Under the new guidance, “a physician’s professional and legal duty to provide stabilizing medical treatment to a patient who… is found to have an emergency medical condition preempts any directly conflicting state law or mandate that might otherwise prohibit or prevent such treatment,” including if “abortion is the stabilizing treatment necessary to resolve that condition.” The new guidance also commands physicians across the U.S. to provide abortion services in emergency situations even if a state law says such an action is illegal.
“That state law is preempted,” the guidance says, by the federal EMTALA statute.
“Under the law, no matter where you live, women have the right to emergency care — including abortion care,” Becerra added in his statement.
Centers for Medicare & Medicaid Services (CMS) Administrator Chiquita Brooks-LaSure also spoke out about the new guidance, saying in a statement that medical facilities are “required to provide stabilizing care to someone with an emergency medical condition, including abortion care,” if an emergency situation warrants it, “regardless of the state where they live.”
Hospitals or other medical facilities that refuse to abide by the new guidelines could lose their Medicare and Medicaid provider agreements. They could also face stiff civil penalties, and individual physicians or providers could also be fined if they violate the rules.
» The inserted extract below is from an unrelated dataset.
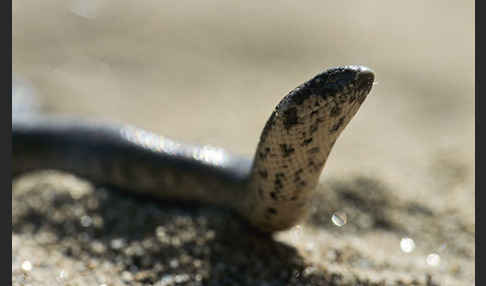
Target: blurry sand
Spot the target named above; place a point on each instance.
(210, 72)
The fines are steep, meant to deter negligence of care — a physician, for example, who refuses to provide an emergency abortion where it’s warranted could be fined close to $120,000 per violation.
Beyond guaranteeing patients’ rights to receive an abortion in emergency situations, Biden’s executive order, which he signed last Friday, also directs the Food and Drug Administration to increase access to abortion medication. The order also aims to protect patients’ confidentiality and privacy rights, limiting who can access information on someone who received an abortion to prevent them from being punished in states with laws that prohibit abortions.
Some have argued, however, that the order doesn’t go far enough to fight back against encroachments on abortion rights. While the order does have good elements to it, these critics add, the Biden administration should have been better prepared to have dealt with the Supreme Court overturning abortion rights protections, as a leaked document in May had alerted the country to the high possibility that such an action by the Court was imminent.